YES Matters, launched by Gemma Aitchison, aged 27, from Westhoughton, staged demonstrations in Bolton, Manchester and London, and is calling for sex education to more explicitly refer to consent and technology.

The movement was launched in the wake of the House of Lords rejecting a Department of Education proposal to put a mandatory Personal, Health and Social education programme (PSHE) on the national curriculum.

Stockport MP Ann Coffey, who is currently chairing an inquiry into the links between runaway children and child sex exploitation met Ms Aitchison and other YES Matters campaigners in London on Monday.

Tentative proposals were put in place which, once YES Matters becomes a formal organisation, will enable members of the campaign to sit on government advisory panels and visit schools to present their views to pupils.

Ms Aitchison said: “It’s really good for us to get such credibility. Ann said she really admired how we’ve worked with Bolton Council and the universities, meeting people and explaining our arguments.

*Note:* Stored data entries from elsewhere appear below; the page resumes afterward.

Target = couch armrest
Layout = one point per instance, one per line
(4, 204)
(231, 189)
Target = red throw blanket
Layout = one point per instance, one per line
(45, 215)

“We have not just blindly laid the blame at the door of men, but done research and made this inclusive, which feminism perhaps wasn’t in the 70s and 80s.

“I’m really looking forward to the group starting work in schools Ms Aitchison began campaigning about the sexual objectification of women in the media after her 16-year-old sister Sasha Marsden was murdered in Blackpool in January, 2013.

Hotel owner David Minto was found guilty of her murder in July last year and sentenced to a minimum of 35 years imprisonment.

The campaign has also won support from Labour leader Ed Miliband, Bolton actress Maxine Peake and Greater Manchester’s police and crime commissioner Tony Lloyd.

Mr Lloyd said: “By raising this issue, Gemma is making an important contribution to the debate — all our schools should be providing high quality education to young people about relationships.”